Dans Small Soldiers se sont finalement les Gorgonites, créatures mi-animales mi-humaines qui se montreront plus proches de nous que les figurines guerrières au physique d'acteurs de films d'action qui s'avèrent être de véritables machines a tuer. L'utilisation des voix participe à la satire, les soldats sont interprétés par les acteurs du film Les Douze Salopards de Robert Aldrich alors que les Gorgonites ont les voix des interprètes de Spinal Tap, film culte de Rob Reiner qui suit les mésaventures du plus sympathique faux groupe de hard-rock. Small Soldiers est, après Gremlins 2, un nouveau suicide commercial. Burger King et Hasbro, partenaires officiels, avaient dans l'idée d'utiliser le film comme produit d'appel pour les figurines soldats. Le résultat final, que l'on peut comparer à Starship Troopers de Paul Verhoeven, est une oeuvre jubilatoire, critique envers le capitalisme, le cynisme des marchands de jouets et le complexe militaro-industriel; rejoignant dans sa satire son oeuvre précédente : The Second Civil War où Joe Dante imagine le traitement médiatique et politique d'un afflux de réfugiés déclenchant une nouvelle guerre civile. Petit bijou de la télévision américaine (HBO), sorti au cinéma en France, Dante y fait le constat d'une Amérique divisée par la haine de l'autre.
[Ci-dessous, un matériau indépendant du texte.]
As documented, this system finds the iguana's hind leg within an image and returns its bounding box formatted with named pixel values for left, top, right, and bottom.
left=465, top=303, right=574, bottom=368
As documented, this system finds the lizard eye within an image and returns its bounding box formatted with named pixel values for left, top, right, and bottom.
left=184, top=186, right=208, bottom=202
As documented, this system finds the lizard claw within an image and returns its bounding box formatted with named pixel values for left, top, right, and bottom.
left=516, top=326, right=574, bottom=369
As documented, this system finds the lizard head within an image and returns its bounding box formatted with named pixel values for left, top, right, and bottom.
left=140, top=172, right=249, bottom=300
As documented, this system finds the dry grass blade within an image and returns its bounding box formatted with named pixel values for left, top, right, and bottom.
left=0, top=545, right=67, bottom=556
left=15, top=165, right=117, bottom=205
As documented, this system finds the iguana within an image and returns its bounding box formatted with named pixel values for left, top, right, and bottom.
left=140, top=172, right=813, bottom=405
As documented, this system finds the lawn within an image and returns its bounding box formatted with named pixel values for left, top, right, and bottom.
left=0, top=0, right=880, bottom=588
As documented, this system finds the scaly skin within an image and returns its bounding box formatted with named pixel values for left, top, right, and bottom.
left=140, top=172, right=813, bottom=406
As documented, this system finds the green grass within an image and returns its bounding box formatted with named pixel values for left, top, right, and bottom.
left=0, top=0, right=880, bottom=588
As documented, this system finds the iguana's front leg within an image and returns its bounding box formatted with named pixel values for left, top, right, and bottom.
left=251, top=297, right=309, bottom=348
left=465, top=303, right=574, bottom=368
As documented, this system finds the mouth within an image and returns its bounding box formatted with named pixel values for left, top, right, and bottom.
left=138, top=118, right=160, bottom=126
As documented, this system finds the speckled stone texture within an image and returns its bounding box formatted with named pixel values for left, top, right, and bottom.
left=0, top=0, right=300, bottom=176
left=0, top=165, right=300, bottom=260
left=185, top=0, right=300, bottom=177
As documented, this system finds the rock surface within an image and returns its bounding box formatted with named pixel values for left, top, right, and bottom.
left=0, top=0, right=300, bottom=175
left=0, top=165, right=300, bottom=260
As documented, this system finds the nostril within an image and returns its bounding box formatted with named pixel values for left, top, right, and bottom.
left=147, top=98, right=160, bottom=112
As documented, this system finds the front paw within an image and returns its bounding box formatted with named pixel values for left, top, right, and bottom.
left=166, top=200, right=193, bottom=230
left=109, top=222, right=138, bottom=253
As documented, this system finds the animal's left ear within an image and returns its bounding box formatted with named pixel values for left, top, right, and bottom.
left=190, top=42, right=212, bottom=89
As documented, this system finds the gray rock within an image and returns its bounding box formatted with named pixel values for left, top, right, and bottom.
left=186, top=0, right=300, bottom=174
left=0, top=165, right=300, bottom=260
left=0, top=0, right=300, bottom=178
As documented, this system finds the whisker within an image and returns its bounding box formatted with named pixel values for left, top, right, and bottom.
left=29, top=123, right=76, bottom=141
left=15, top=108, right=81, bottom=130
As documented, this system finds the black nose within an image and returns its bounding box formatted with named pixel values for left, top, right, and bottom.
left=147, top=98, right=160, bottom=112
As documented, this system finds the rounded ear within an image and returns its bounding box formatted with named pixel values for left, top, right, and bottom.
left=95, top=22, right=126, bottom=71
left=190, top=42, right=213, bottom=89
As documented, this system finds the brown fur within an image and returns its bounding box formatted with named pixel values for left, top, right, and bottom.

Les studios ne feront plus appel à Joe Dante jusqu'en 2003, dans une nouvelle Amérique, de nouveau soudée. Si les Etats-Unis ont changé, Joe Dante reste le même, et profite de l'offre de la Warner de diriger les créations de Chuck Jones dans Les Looney Tunes contre attaquent pour démolir l'industrie hollywoodienne. Après être retourné à la télévision pour deux beaux épisodes politiquement sarcastiques de Masters Of Horror (Vote ou Crève et La Guerre des Sexes), Joe Dante, en petite forme, a réalisé en 2009, The Hole 3D toujours inédit en France mais disponible en dvd.